Non_Serviam wrote:[size=200]I've always had one major problem with modern Christianity. Namely, the First Council of Nicaea. Paul tells us that all scripture is divinely inspired. All. Not the ones that we like, or appeal to the church's political positions.
All.
Since this purports to be a serious question, I'll answer it. The problem is what totality of scripture is Paul referring to? Obviously, he is not referring to all possbile sacred texts, since some are inherantly contradictory to both Christianity and Judaism. So, Paul is clearly referring to some subset ,which he does not seem to name. As a result, we may surmise that Paul is referring to the canon of scripture that was already being used at the time.
However, in roughly 317AD (correct me if I'm wrong) over 80 scriptures that were previously seen by as divinely inspired were tossed aside.
This is simply incorrect. The council of Nicea did not deal with the composition of the canon, but rather with certain Christological concerns (specifically, the Arian heresy). The earliest listed canon of Christian scripture is the one provided by St. Iraneus of Lyons in ~180 AD, and he only lists the four synpotic gospels: "tradition admits no others". Later writers provided other lists, but it was not until the latter fourth century that the church councils defined the canon (see the Councils of Laodicea, Rome, Carthage and Hippo). There is also a tradition stating that the Jewish Council of Jamna defined the
Hebrew canon (the Old Testament) ~90 AD, and as is well known this list corresponds to the Protestant canon.

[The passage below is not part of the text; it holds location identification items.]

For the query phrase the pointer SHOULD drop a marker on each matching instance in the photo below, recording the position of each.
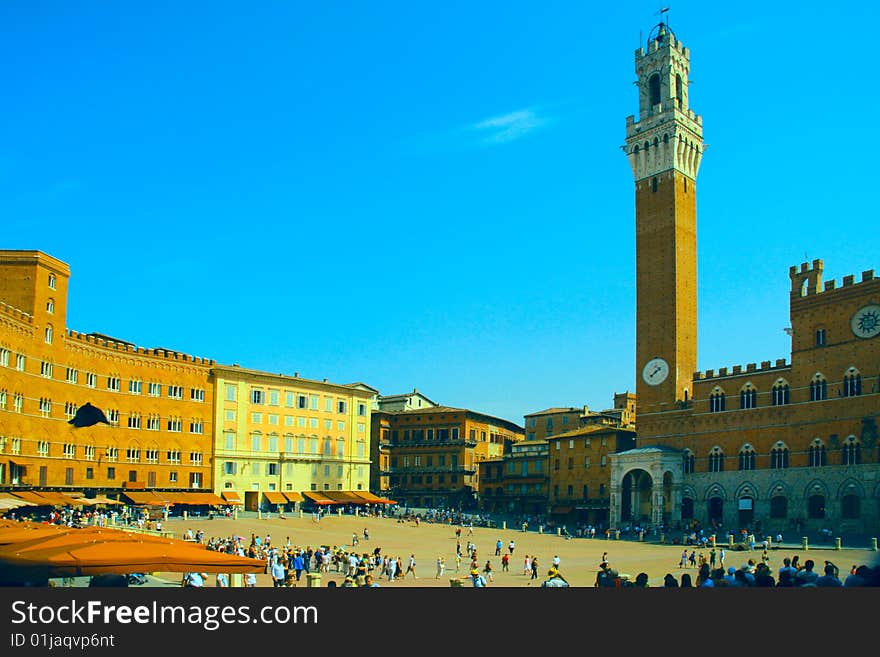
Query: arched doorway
(715, 510)
(745, 511)
(849, 506)
(635, 497)
(779, 507)
(816, 507)
(687, 508)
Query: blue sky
(420, 195)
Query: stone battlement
(738, 370)
(16, 313)
(806, 280)
(133, 349)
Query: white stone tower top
(667, 134)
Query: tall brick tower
(664, 146)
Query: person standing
(277, 574)
(298, 565)
(477, 579)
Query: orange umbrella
(95, 550)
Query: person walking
(487, 571)
(411, 567)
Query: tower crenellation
(664, 146)
(806, 280)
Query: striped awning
(319, 498)
(274, 497)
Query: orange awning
(318, 498)
(64, 551)
(274, 497)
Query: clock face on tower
(655, 371)
(866, 322)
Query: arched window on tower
(852, 383)
(747, 458)
(781, 393)
(654, 90)
(716, 400)
(716, 460)
(748, 396)
(818, 388)
(818, 457)
(688, 462)
(851, 452)
(779, 456)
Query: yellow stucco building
(279, 436)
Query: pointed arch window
(852, 383)
(851, 452)
(817, 454)
(654, 89)
(748, 397)
(779, 457)
(747, 458)
(781, 393)
(688, 462)
(717, 401)
(716, 460)
(818, 388)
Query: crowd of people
(792, 573)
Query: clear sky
(426, 195)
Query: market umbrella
(96, 551)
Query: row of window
(418, 480)
(548, 422)
(603, 462)
(113, 382)
(152, 421)
(195, 478)
(272, 419)
(585, 493)
(424, 460)
(231, 468)
(91, 453)
(780, 394)
(271, 443)
(850, 454)
(294, 400)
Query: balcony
(461, 442)
(421, 469)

Among those scriptures was the Book of Enoch, which Christ himself quotes DIRECTLY, though he doesn't reveal his source.
You fail to cite any source demonstrating this. I've read the book of Enoch, and while it is interesting it does not really correspond with anything else in the bible. I've also read many of the other rejected books (the New Testament apocrypha), and have also found them to be at considerable variance from anything in accepted tradition. I own a copy of the Nag Hammadi compilation, for example, which is a set of gnostic texts, and these espouse a world-view that is very different from what you will find in the accepted canon.
Why is it that these priests suddenly have the authority to throw out what had been seen as the word of God in earlier times? Surely the word of God doesn't change based on the century, does it?
It
was a matter of the priest having the authority to define the canon. They had to have it in order to pass on the Word of God without it getting hopelessly muddled with other things.
I'll say that you seem to have an erroneous view of history, and that you should stop reading 'Da Vinci Code' style hacks and actually read material that won't get you laughed out of a university history department. Perhaps you should start by reading Jaroslav Pelikan's stuff, or at least some of those books like Enoch that you seem to be so enamoured of (and compare it to what's actually in the canon).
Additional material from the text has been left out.